In the comments after the past few posts, the recurring manosphere theme of happiness not being a marriage imperative has come up. Red pill men generally hasten to point to the suffering demonstrated in the bible, culminating even unto the cross. With Christ as THE example, the fact that this has to be spelled out is bad. Worse however is that no matter how much and how clear it is explained, it doesn’t take in today’s church. This is epecially true about marriage.
A recent article at Fox that was inspired by the young bride who pushed her husband off a cliff lays out some sound observations about marriage in general and speaks to the problem of happiness as the goal. It begins:
Marriage is so suffocating for so many people that it makes millions of people wish they could hit “rewind” on their lives and step away from the altar.
And some do.
It takes extreme examples sometimes to illustrate a basic point:
The reason Jordan Linn Graham is now internationally newsworthy is because she accused of doing is something millions of people have fantasized about doing (and, thankfully, do not).
Here you have it in all its pedestrian splendor. The things making people unhappy are things that are a basic part of marriage in the first place:
The more mundane reasons for marriage misgiving include fully realizing (only after vows are exchanged) that one’s freedom, socially and romantically, is now much more limited. They include intuiting that new responsibilities—perhaps for home ownership and for children—are now closer than ever.

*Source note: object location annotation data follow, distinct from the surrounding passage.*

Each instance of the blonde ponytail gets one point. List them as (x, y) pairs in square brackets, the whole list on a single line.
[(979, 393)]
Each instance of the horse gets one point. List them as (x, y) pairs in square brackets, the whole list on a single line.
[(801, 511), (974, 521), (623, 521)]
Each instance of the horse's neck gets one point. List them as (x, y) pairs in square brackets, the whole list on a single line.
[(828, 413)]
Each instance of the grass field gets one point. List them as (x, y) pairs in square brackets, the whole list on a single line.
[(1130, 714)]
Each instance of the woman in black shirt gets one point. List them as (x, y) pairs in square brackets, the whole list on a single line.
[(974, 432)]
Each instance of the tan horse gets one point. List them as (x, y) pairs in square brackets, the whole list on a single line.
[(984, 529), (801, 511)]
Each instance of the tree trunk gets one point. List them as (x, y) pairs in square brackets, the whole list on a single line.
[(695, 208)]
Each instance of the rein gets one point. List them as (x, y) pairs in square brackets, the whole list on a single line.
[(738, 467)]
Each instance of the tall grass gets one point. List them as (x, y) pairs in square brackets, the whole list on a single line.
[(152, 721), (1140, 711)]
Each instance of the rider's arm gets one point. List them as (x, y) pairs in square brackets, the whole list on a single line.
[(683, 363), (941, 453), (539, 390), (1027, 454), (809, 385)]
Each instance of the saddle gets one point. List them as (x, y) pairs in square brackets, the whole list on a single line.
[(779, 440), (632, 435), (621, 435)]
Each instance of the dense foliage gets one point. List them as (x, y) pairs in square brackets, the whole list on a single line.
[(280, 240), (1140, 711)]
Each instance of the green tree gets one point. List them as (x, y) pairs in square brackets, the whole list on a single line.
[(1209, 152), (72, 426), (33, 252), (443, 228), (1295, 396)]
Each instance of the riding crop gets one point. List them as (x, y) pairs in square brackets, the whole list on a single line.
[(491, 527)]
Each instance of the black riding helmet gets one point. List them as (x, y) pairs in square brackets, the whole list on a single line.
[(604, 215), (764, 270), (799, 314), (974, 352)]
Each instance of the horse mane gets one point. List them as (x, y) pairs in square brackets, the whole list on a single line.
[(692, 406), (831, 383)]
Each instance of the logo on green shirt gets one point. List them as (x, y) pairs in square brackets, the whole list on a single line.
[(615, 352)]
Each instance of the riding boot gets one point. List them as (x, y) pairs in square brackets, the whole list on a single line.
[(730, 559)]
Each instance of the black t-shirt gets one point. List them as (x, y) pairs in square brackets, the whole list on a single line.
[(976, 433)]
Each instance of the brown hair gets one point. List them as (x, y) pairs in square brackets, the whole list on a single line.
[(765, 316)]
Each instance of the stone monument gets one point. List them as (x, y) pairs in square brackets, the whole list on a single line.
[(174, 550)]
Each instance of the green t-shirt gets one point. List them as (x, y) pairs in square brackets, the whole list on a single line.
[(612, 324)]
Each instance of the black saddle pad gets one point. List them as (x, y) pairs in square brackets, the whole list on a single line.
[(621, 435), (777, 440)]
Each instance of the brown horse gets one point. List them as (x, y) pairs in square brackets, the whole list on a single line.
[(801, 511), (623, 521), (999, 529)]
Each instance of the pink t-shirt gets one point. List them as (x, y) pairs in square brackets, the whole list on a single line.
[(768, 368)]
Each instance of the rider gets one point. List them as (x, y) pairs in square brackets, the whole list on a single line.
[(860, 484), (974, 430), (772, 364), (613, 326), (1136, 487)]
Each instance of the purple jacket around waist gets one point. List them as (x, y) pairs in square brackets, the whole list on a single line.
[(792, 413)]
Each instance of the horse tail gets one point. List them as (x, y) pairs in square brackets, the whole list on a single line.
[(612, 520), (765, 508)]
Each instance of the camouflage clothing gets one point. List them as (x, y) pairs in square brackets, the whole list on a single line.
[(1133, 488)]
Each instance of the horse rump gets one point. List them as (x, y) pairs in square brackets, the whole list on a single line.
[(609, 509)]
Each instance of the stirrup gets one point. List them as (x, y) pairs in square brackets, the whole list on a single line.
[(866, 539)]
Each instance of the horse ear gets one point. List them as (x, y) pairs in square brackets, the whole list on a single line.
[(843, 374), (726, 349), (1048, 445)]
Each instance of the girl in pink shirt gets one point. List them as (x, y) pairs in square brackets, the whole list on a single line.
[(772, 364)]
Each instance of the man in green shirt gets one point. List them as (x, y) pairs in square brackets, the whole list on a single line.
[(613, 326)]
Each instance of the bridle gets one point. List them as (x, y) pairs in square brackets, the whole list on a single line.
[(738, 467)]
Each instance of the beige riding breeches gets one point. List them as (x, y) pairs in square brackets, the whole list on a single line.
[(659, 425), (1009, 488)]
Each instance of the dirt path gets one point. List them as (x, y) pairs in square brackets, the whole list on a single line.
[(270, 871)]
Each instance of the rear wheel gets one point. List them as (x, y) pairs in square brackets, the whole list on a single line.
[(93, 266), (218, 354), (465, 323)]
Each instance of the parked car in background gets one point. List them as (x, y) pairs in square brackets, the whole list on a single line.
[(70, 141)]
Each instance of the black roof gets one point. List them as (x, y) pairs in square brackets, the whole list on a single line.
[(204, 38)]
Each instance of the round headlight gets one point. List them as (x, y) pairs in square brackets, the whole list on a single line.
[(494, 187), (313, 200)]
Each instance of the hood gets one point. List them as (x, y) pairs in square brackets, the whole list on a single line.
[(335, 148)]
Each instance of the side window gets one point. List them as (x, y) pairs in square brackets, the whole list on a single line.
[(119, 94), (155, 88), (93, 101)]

The writer rightly observes that everyone that ever married has experienced these same issues to some degree. How acute they are can depend on the spouse, but these are by design the things about marriage that are materially different than being single. Yet lots of people still mark decades, even with some unhappiness scattered amidst the joy or the opposite.
Yet, they stayed. They stayed because, on balance, leaving their spouses seemed more painful than remaining with them.
He suggests that his thoughts on this go deeper, but the suggestion is vague and the scope of this article doesnt lend itself to exploring it further.
It may be that love in the context of marriage (an institution that is, in its current state, spiritually draining, psychologically suffocating and broken nearly beyond repair) amounts for a large percentage of people to this: I loved my spouse enough to suffer this journey alongside him (or her). (emphasis mine)
Instead of heading into commentary about what is really broken about marriage he awkwardly starts to flirt with ideas about alternative ways to arrange families. I’m not sure exactly what he means but I am sure he is on the wrong track.
I wish I had better news ,but I would venture that right now in America there are millions of people who would agree that they wish they had not gotten married or had married someone else, and that they have felt that way for the entirety of their marriages—from Day One.
Sadly very true, but not because we have organized marriage incorrectly or that it lacks flexibility. Marriage was orgabnized, ordained even, by God, not man. Man codified the arrangement into law and placed guardrails beside what God intended. Man (woman) didn’t like the guardrails so they worked to eliminate them. No fault divorce does just that. Now all those normal things that take adjustment for married people can be let lose to erode the commitment and convice some that there is a better mate than the one they have. More, that they deserve one. And God’s intent, well, that required only some fast rationalization to get around. No lobbying, no guilt.
Jordan Linn Graham’s husband could have used a guardrail. And Jordan Linn Graham could have used the knowledge that the very thing that is wrong with today’s marriage, a lack of permanence, was available to her as an alternative to murder.